Es imposible amar una ciudad sin conocer su
historia. Quito, fundada entre las cenizas, evoca siempre una cartografía
inconclusa. Por sus laberínticas calles, por sus emblemáticos zaguanes, por esa
opresión de tener un volcán o por las populosas calles, la urbe parece cobrar
más sentido cuando se camina por sus calles del Centro Histórico. Y son,
precisamente estas, más allá de su nomenclatura, que nos llevan a los orígenes,
a los motivos de su fundación y también de su rebeldía. Por eso comparto las
historias de dos de sus arterias. La primera lleva el nombre del fundador, que
en realidad se llamaba Sebastián Moyano y criaba ovejas y cerdos. El cronista
Juan de Castellanos relata que tras matar a un mulo en 1507 huyó hacia las
Indias Occidentales por temor a un castigo y también para escapar de la pobreza
en que vivía.
Cuando Sebastián de Benalcázar llegó a Quito, en
1534, había aún un olor a ceniza en el aire de la ciudad destruida. No
importaba porque ya la había fundado a lo lejos, donde después sería la antigua
Riobamba, para ganarle la partida a sus compatriotas que venían apurados desde
el norte. Por ordenanza, se creó la Calle Real, eje del trazado de la urbe. Se
llamó también Calle Angosta, y los primeros historiadores creían que era la
senda prehispánica que unía el Templo del Sol (Panecillo) con el Templo de la
Luna (San Juan).
Las familias quiteñas poderosas no se contentaron
con sus patios de pileta y las llamaron por sus apellidos, como si al
nombrarlas así las poseyeran: calle Sáenz la denominaron, por las charreteras
de un general, más tarde calle del Correo.

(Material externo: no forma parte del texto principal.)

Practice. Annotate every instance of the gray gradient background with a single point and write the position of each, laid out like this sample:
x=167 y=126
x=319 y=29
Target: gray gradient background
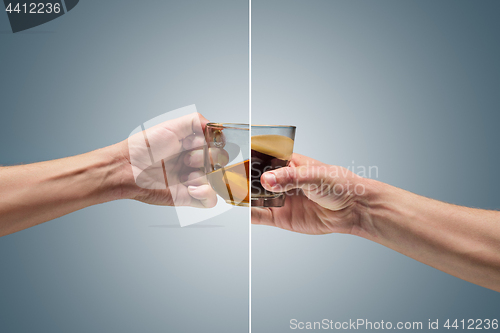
x=84 y=81
x=412 y=87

En la vía está la Casa del Toro, con una escultura
que recuerda el séptimo trabajo de Hércules, con el toro de Creta. Al frente,
la estatua de Benalcázar mira hacia lo que fue su antiguo solar. No tuvo tiempo
para levantar su morada ni mirar la ciudad, que crecía en donde antes caminaban
otros dueños. Andaba con un sueño insaciable y para sus encuentros con los
nativos tenía un traductor para una sola palabra: oro.
Ahora, la calle Venezuela: De plata fueron hechas
las lunas menguantes para los pies de las Vírgenes de madera. Los devotos iban a
la calle de la Platería para pedir favores a sus santos a cambio de joyas o
indulgencias que solicitaban los conquistadores cuando se hacían viejos, como
perdón de sus pecados. Estos hombres de antiguas corazas acaso querían olvidar
sus sangrientas masacres contra los indígenas.
Iban a las capellanías a pagar misas para toda la
eternidad porque sabían que las imágenes de madera eran benévolas con las almas
atormentadas.
En 1613, el Alguacil Mayor de Quito, don Diego
Sánchez de la Carrera había llegado de allende el mar para decidir sobre la
vida de los quiteños. Acaso, quisieron halagarlo y la calle se llamó De la
Carrera.
En la misma calzada, Antonio José de Sucre,
patriota venezolano, construyó su casa, con indicaciones que llegaban en cartas
escritas en el fragor de las batallas de independencia. Unas balas de la
infamia lo asesinaron en Berruecos, pero nadie olvida que de Venezuela también
llegó el ejército libertario de llaneros.